Ade Kuswara Akui Nama Dijual untuk Cari Proyek -->

Ade Kuswara Akui Nama Dijual untuk Cari Proyek

30 Jan 2026, Jumat, Januari 30, 2026

BUPATI Kabupaten Bekasi nonaktif Ade Kuswara Kunangmengakui ada pihak yang menjual namanya agar dapat memudahkan urusan proyek di lingkungan Pemkab. Namun, Ade menolak memberikan penjelasan lebih lanjut mengenai pihak yang dimaksud.

"Mungkin jika dimanfaatkan, ada saja yang menjual nama saya," ujar Ade Kuswara saat akan masuk ke dalam mobil tahanan Komisi Pemberantas Korupsi (KPK) di Jakarta Selatan, pada Kamis, 29 Januari 2026.

Ade mengakui bahwa ia belum memahami secara menyeluruh sistem pemerintahan Kabupaten Bekasi. Ade mengatakan bahwa Pemkab Bekasi belum memiliki rencana untuk melaksanakan beberapa proyek. "Dalam sembilan bulan ini saya masih belum menguasai masalah pemerintahan ini. Struktur anggarannya, struktur pembangunannya," katanya.

Ade Kuswara Kunang, yang lahir di Kabupaten Bekasi pada 15 Agustus 1993, ditangkap oleh KPK di wilayah Kabupaten Bekasi pada 18 Desember 2025. Ade bersama dua orang lainnya, yaitu ayahnya yang juga menjabat sebagai Kepala Desa Sukadami H.M. Kunang dan seorang kontraktor bernama Sarjan, ditetapkan sebagai tersangka dalam dugaan kasus suap terkait proyek di lingkungan Pemkab Bekasi.

Wakil Penindakan dan Eksekusi KPK Asep Guntur Rahayu menyampaikan bahwa Ade diduga terlibat dalam praktik "ijon" atau permintaan uang muka terkait paket proyek pemerintah. “Mulai Desember 2024 hingga Desember 2025, ADK diduga secara rutin meminta uang ijon proyek kepada SRJ melalui perantara ayahnya sendiri, HMK,” kata Asep pada 20 Desember 2025.

Jumlah uang yang masuk ke kantong Ade diperkirakan mencapai Rp 14,2 miliar. Rinciannya, sebesar Rp9,5 miliar diterima dari Sarjan melalui empat tahapan penyerahan. Selanjutnya, sejumlah Rp4,7 miliar yang diduga berasal dari pihak swasta lainnya yang saat ini masih dalam proses penyelidikan oleh penyidik.

Pada operasi tangkap tangan tersebut, KPK menangkap 11 orang. Tim penyidik mengamankan uang tunai sebesar Rp 200 juta dari rumah Ade. Uang itu diketahui merupakan sisa pembayaran setoran ijon tahap keempat dari tersangka Sarjan.
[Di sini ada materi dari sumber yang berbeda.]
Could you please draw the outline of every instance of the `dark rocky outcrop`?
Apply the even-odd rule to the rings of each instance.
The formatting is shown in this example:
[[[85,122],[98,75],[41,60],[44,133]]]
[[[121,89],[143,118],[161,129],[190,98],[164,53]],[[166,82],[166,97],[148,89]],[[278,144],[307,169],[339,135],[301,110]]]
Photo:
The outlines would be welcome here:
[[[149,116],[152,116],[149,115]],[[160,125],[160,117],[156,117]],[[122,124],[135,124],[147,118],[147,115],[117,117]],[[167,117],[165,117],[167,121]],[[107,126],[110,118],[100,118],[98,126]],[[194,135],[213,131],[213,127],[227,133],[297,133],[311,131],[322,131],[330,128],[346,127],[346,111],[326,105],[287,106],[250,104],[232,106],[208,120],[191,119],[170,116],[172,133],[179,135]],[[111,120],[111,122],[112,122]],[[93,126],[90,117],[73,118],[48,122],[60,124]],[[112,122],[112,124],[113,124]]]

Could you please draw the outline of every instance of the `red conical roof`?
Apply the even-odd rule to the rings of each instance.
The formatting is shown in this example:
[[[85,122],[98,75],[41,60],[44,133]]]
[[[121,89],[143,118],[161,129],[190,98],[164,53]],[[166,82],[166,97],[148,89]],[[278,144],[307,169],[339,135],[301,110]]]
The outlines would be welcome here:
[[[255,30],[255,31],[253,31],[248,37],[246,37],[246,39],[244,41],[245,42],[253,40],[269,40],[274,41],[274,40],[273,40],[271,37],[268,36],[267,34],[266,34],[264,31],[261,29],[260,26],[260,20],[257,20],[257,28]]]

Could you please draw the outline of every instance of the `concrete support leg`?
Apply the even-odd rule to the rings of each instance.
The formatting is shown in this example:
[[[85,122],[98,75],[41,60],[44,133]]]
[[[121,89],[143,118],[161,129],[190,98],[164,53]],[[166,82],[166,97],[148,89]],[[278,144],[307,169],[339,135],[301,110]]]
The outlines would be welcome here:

Berdasarkan perbuatannya, Ade Kuswara dan Kunang dikenai pasal 12 huruf a atau b, pasal 11, serta pasal 12B UU No. 31 Tahun 1999 tentang Pemberantasan Tindak Pidana Korupsi yang telah diubah dengan UU No. 20 Tahun 2001.junctoPasal 55 ayat (1) angka 1 KUHP.

Sarjan, sebagai pihak yang memberikan suap, dikenai pasal 5 ayat (1) huruf a atau b atau pasal 13 UU No. 20 Tahun 2001 mengenai pemberantasan tindak pidana korupsi.